Media Mentions

Another Setback for Non-Competition Clauses

February 27, 2001

The California Court of Appeal recently concluded, in D'Sa v. Playhut, Inc., that it is a violation of public policy for an employer to terminate an employee who refuses to sign an unlawful covenant not to compete.

Summary Of The Case

In D'Sa, the employer hired Mr. D'Sa and then later asked him to sign a confidentiality agreement. In part, the confidentiality agreement provided, "Employee will not render services, directly or indirectly, for a period of one year after separation of employment with Playhut, Inc. to any person or entity in connection with any Competing Products." Mr. D'Sa refused to sign the confidentiality agreement because he felt the quoted provision constituted an improper covenant not to compete.
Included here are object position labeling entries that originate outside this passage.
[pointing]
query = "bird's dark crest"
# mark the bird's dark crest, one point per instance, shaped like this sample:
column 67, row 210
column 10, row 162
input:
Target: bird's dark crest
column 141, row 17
The employer then fired Mr. D'Sa based on his refusal to sign the confidentiality agreement.

Mr. D'Sa sued the employer, claiming that the employer violated public policy when it terminated his employment for refusing to sign an unlawful covenant not to compete. The D'Sa court agreed stating, "California law would protect [Mr. D'Sa] if defendants sought to overreach by trying to enforce the covenant not to compete, and California law will also protect him from a termination of his employment brought on by his refusal to sign an agreement containing the illegal covenant."

In its defense, the employer made an interesting argument. It noted that the confidentiality agreement contained a "severability" clause, which stated that if any provision of the agreement was illegal, the illegal provision would be void, but the rest of the contract would remain enforceable. Based on the severability clause, the employer argued that the illegal covenant not to compete could never be enforced. Therefore, the employer had not violated public policy when it fired an employee who refused to sign a confidentiality agreement that merely contained an unenforceable covenant not to compete.

The D'Sa court rejected this argument because it felt the mere existence of the illegal covenant not to compete could undermine employee rights. The court noted that most employees probably would not know that the covenant not to compete was illegal. Consequently, the court speculated, employees might in fact refrain from competing even though they had no obligation to do so.

Impact Of The Case

Many California employers include overbroad covenants not to compete in their employment agreements, knowing that the covenants will probably be unenforceable but hoping the covenants may nonetheless deter post-separation competition. The D'Sa decision establishes that employers may not fire employees who refuse to sign unenforceable covenants not to compete. It remains to be seen whether California courts will further conclude that the mere inclusion of an unenforceable covenant not to compete in an employment contract is actionable as an unfair business practice because of the potential deterrent effect the covenant could have on lawful competition. However, a cautious employer would assume that would be the outcome.